Lo recuerdo todavía. Fue cuando metí el dedo entre las valvas de una
cholga puesta con otras en una vasija para el curanto. Gritos, llantos y
la cholga colgando. Tomó una cuchara y dando con el revés en la concha la
partió, liberándome de la tortura, mas, con la misma cuchara, me dio en la
boca para que no siguiera llorando.
.....
Aprendí su lección y esa noche no lloré.

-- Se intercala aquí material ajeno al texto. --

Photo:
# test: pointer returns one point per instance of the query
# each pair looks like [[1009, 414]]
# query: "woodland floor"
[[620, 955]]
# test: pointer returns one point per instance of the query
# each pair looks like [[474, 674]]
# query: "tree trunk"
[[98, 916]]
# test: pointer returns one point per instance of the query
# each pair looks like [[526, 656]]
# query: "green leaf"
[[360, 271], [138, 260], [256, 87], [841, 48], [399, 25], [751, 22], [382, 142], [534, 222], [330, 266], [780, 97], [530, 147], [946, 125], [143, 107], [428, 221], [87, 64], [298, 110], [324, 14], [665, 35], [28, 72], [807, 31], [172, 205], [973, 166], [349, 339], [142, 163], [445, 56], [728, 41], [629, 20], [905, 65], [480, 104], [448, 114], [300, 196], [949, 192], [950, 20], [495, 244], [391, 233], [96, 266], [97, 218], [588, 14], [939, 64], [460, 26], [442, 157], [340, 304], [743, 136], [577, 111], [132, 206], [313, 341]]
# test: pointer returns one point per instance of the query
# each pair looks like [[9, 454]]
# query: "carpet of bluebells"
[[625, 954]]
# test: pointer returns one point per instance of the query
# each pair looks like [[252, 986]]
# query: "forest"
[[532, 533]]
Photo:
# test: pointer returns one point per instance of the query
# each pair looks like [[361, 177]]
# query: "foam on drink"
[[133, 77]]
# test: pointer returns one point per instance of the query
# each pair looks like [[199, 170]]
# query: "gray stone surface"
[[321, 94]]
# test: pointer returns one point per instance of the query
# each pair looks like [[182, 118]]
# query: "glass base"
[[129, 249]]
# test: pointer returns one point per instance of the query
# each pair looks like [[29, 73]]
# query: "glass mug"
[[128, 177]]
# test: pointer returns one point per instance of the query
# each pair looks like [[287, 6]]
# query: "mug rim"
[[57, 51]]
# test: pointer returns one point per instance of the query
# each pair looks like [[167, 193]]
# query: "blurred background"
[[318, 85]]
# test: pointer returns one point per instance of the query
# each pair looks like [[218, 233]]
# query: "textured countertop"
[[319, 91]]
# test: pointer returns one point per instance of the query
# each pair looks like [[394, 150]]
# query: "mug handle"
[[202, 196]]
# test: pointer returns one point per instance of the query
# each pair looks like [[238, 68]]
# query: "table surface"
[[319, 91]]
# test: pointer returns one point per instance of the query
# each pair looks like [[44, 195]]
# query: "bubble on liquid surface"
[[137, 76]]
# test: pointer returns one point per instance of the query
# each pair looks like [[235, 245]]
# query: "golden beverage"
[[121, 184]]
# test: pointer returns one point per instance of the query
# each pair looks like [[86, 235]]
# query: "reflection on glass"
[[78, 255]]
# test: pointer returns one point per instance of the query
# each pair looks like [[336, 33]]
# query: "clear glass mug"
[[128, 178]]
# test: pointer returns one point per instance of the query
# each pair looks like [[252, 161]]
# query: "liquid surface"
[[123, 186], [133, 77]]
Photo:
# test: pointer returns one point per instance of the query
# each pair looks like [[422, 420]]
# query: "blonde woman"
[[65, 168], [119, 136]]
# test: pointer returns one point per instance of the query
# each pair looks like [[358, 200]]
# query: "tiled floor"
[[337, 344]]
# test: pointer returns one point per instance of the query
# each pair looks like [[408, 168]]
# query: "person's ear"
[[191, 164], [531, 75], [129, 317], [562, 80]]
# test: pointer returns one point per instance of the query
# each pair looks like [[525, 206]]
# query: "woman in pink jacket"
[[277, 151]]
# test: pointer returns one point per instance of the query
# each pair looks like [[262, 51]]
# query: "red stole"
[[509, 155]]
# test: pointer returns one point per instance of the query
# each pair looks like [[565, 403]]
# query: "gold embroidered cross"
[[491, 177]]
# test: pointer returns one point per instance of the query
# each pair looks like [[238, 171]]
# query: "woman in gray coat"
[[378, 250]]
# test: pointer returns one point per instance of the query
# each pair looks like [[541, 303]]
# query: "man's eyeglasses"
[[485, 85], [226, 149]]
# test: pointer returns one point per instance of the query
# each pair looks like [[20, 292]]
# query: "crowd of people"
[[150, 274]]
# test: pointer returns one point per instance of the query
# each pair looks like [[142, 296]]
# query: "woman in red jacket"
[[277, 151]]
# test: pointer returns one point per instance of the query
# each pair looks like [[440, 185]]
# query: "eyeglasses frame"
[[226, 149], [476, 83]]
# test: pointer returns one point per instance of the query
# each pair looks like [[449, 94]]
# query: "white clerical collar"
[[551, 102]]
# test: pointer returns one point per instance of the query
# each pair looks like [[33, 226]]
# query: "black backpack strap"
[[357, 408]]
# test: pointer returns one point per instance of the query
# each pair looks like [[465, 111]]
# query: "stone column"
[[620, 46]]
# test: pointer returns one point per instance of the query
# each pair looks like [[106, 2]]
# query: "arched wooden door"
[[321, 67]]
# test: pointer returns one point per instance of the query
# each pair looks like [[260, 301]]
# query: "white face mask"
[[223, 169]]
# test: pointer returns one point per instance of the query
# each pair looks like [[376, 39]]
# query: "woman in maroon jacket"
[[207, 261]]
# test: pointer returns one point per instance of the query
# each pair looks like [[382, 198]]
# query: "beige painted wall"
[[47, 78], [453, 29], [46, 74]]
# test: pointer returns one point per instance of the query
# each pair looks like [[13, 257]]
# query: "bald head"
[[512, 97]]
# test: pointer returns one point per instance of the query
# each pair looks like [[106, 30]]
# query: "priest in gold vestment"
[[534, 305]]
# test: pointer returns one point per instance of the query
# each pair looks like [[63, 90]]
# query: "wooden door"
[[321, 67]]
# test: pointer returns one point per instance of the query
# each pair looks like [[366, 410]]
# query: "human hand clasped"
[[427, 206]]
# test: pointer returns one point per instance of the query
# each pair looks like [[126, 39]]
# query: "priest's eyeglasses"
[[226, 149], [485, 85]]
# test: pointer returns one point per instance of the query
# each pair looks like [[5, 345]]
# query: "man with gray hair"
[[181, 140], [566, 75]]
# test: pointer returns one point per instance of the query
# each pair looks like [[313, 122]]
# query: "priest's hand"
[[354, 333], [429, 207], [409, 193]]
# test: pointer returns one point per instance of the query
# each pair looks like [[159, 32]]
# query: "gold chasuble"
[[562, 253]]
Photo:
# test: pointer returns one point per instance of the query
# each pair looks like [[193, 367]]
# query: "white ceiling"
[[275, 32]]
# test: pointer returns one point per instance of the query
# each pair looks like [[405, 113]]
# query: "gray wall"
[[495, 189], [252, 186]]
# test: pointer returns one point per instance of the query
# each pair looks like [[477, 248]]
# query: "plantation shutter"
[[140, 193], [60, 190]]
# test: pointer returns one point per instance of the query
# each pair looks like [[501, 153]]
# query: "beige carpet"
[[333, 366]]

Mi madre me despertó ese
fatídico 11 de agosto de 1917, gritándome: "Levántese, el papá está
muriéndose". Corrí a la pieza contigua y él alcanzó a tomarme de la mano.
Con voz apagada me dijo: "Volvamos al mar". Su rostro ceniciento se
inclinó hacia la pared y sus dedos se soltaron de los míos como si fueran
la cabilla de un timón, dejándola a la deriva. Llovía torrencialmente; mi
madre no llamó a nadie y se puso a llorar a solas con su
muerto.
..... La lluvia tiene olores y
colores como los frutos de los avellanos de la tierra en que nací, y lo
que más recuerdo de esas lluvias de mi lejana infancia es su transparencia
empozada en los charcos sobre el pasto después que ha pasado en temporal.
Es como si se hubiera cuajado la mirada de Dios sobre la hierba. Un Dios
bueno, el que me enseñara a amar mi madre desde la cuna, no así el Dios
malo con que me amenazaba mi hermana Claudina, espiándome desde las hojas
de los árboles para castigarme por lo que hacía o no hacía.
..... Hay veces en que despierto al borde de un
abismo donde termina el mar de mi infancia; pero siempre encuentro a
alguien a mi lado. O una música lejana que viene de mis islas, traída por
el tamborileo de la lluvia sobre los techos del viento. Bajo esas aguas
del tiempo y en el fondo de mí mismo, no veo otra cosa que un hombre, una
mujer y un niño, jugando con un bote a orillas de nuestro mar interior de
chilote, al cual le han puesto un mástil y un timón, esperando un soplo en
la vela, para hacerse a la mar entre las islas.